Die gute Nachricht Nr. 1 ist, dass das Thema nicht neu ist – es ist tatsächlich 11 Jahre alt. Die Entwurf RTS basieren auf den Anforderungen, die bereits durch die AIFMD Level-II-Verordnung [2] definiert wurden. Die ESMA weist zu Recht darauf hin, dass Artikel 46 der Level-II-Verordnung vorschreibt, dass AIFM den zuständigen Behörden ihres Herkunftsmitgliedstaats nachweisen müssen, dass ein angemessenes Liquiditätsmanagementsystem und wirksame Verfahren gemäß Artikel 16(1) der AIFMD unter Berücksichtigung folgender Punkte vorhanden sind:

  • die Anlagestrategie,
  • das Liquiditätsprofil und
  • die Rücknahmepolitik jedes AIFs.

Artikel 47 der Level-II-Verordnung spezifiziert zudem, dass ein AIFM, der einen offenen AIF verwaltet, ein Liquiditätsniveau im AIF aufrechterhalten muss, das den zugrunde liegenden Verbindlichkeiten angemessen ist, basierend auf einer Bewertung der relativen Liquidität der Vermögenswerte des AIF auf dem Markt, unter Berücksichtigung der benötigten Zeit für die Liquidation und das Preisniveau, zu dem diese Vermögenswerte liquidiert werden können, und ihrer Sensitivität gegenüber anderen Marktrisiken oder Faktoren. Dieses erforderliche Liquiditätsniveau ist bereits nach der aktuell geltenden Rechtslage nicht statisch.
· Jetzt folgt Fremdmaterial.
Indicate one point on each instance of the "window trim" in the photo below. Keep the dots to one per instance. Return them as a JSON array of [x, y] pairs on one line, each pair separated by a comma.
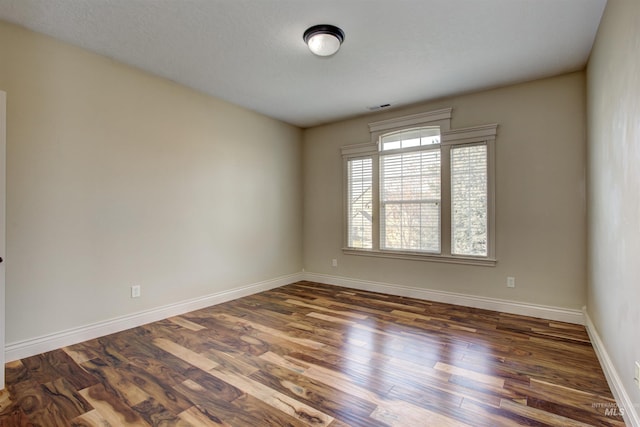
[[482, 134]]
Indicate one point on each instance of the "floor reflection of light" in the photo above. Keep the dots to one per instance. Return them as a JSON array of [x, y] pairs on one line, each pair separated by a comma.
[[367, 354]]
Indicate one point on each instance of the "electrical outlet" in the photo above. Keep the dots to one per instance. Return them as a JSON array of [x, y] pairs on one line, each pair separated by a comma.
[[135, 291]]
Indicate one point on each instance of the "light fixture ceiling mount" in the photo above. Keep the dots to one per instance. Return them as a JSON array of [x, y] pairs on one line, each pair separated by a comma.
[[323, 40]]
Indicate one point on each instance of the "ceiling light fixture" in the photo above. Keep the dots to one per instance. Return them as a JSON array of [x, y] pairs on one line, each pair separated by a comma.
[[323, 40]]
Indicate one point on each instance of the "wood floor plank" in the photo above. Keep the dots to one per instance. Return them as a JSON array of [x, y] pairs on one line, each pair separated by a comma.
[[309, 354]]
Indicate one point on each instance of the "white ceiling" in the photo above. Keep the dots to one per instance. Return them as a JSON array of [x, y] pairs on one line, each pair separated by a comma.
[[251, 53]]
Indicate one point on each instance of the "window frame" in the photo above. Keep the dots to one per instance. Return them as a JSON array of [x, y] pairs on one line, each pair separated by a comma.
[[449, 138]]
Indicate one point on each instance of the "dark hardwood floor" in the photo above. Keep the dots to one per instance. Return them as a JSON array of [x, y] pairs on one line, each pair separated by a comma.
[[312, 354]]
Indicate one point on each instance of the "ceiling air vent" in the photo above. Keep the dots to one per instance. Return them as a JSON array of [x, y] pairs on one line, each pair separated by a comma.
[[378, 107]]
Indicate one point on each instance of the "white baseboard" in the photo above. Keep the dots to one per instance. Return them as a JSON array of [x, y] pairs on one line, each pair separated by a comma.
[[505, 306], [31, 347], [630, 414]]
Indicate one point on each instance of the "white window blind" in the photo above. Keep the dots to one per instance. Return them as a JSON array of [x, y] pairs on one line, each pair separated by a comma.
[[360, 203], [410, 200], [469, 200]]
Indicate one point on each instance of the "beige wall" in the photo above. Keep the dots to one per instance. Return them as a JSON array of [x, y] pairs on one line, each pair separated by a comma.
[[116, 177], [613, 79], [540, 197]]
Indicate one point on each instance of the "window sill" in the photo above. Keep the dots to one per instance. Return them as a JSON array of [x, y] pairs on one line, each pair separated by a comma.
[[486, 262]]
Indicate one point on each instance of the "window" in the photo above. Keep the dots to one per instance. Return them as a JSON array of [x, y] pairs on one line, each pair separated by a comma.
[[420, 190]]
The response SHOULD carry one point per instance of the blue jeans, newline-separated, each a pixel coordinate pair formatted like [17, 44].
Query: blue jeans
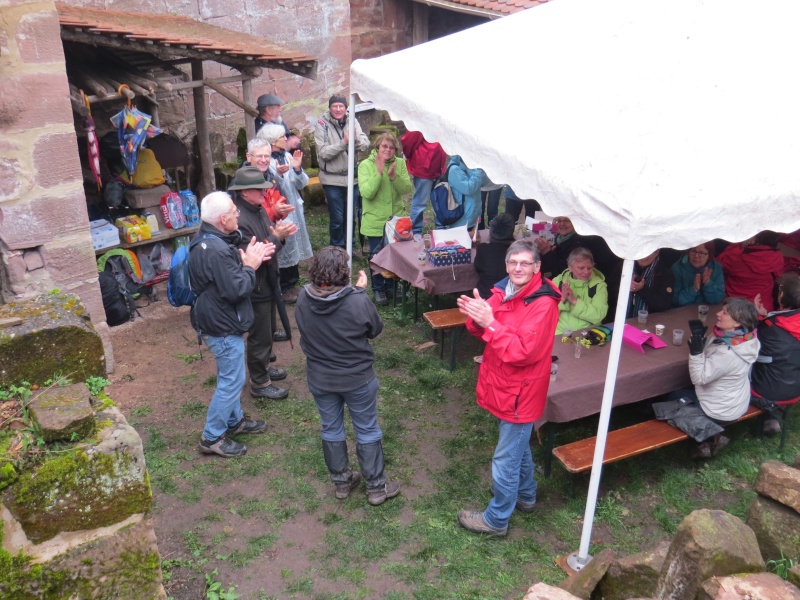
[225, 409]
[336, 197]
[363, 406]
[512, 473]
[419, 202]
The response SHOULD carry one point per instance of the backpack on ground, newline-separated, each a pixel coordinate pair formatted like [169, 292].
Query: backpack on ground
[445, 206]
[115, 302]
[123, 266]
[179, 286]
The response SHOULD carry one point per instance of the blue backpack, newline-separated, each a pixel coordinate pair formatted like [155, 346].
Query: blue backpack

Artikel 47 der Level-II-Verordnung verlangt vielmehr, dass der AIFM das Liquiditätsprofil des Portfolios des AIF kontinuierlich überwacht und geeignete Liquiditätsmessverfahren und -arrangements implementiert und aufrechterhält, um die quantitativen und qualitativen Risiken von
Positionen und geplanten Investitionen zu bewerten, die sich wesentlich auf das Liquiditätsprofil des Portfolios des AIF auswirken können.

Diese Anforderungen bestehen seit 2013, und die ESMA weist darauf hin, dass es keine regulatorischen Lücken in den bestehenden Anforderungen der Level-II-Verordnung an das Liquiditätsmanagement gibt. [3] Ob es tatsächliche Lücken im derzeitigen Management von offenen, darlehensvergebenden AIF gibt, ist eine andere Frage. Folglich sieht die ESMA die Entwurf RTS als ein Harmonisierungsmittel der bestehenden Level-II-Anforderungen in der EU sowie als Instrument für die Klärung von bereits bestehenden Zweifelsfragen in Bezug auf offene, darlehensvergebende AIF an.

Die zweite gute Nachricht ist, dass die Entwurf RTS nur offene AIF betreffen. Aus offensichtlichen Gründen und wie Artikel 16(1) AIFMD und Artikel 46 der Level-II-Verordnung bereits betonen, gelten die vorstehend beschriebenen Anforderungen nicht für geschlossene AIF. Folglich richten sich die Entwurf RTS ausschließlich an offene, darlehensvergebende AIF. [4] Da die meisten AIF geschlossen sind, werden sie von den Entwurf RTS nicht betroffen sein. Jeder AIFM, der nur geschlossene AIF verwaltet, kann hier aufhören zu lesen.

Angesichts des aktuellen Hypes um alles, was mit „ELTIF“ zu tun hat, können die Entwurf RTS und die daraus resultierende zukünftige Gesetzgebung jedoch für eine Reihe von AIFM wichtig werden. Während die ELTIF-Verordnung davon ausgeht, dass ELTIF geschlossen sein sollten, werden Marktteilnehmer, die für das Marketing und den Vertrieb von ELTIF verantwortlich sind, Ihnen etwas anderes sagen. Infolgedessen werden die meisten ELTIFs – zumindest diejenigen, die für Privatanleger offen sind – offene AIFs sein und unterliegen der Level-II-Verordnung und werden den derzeit von der ESMA in Betracht gezogenen RTS unterliegen.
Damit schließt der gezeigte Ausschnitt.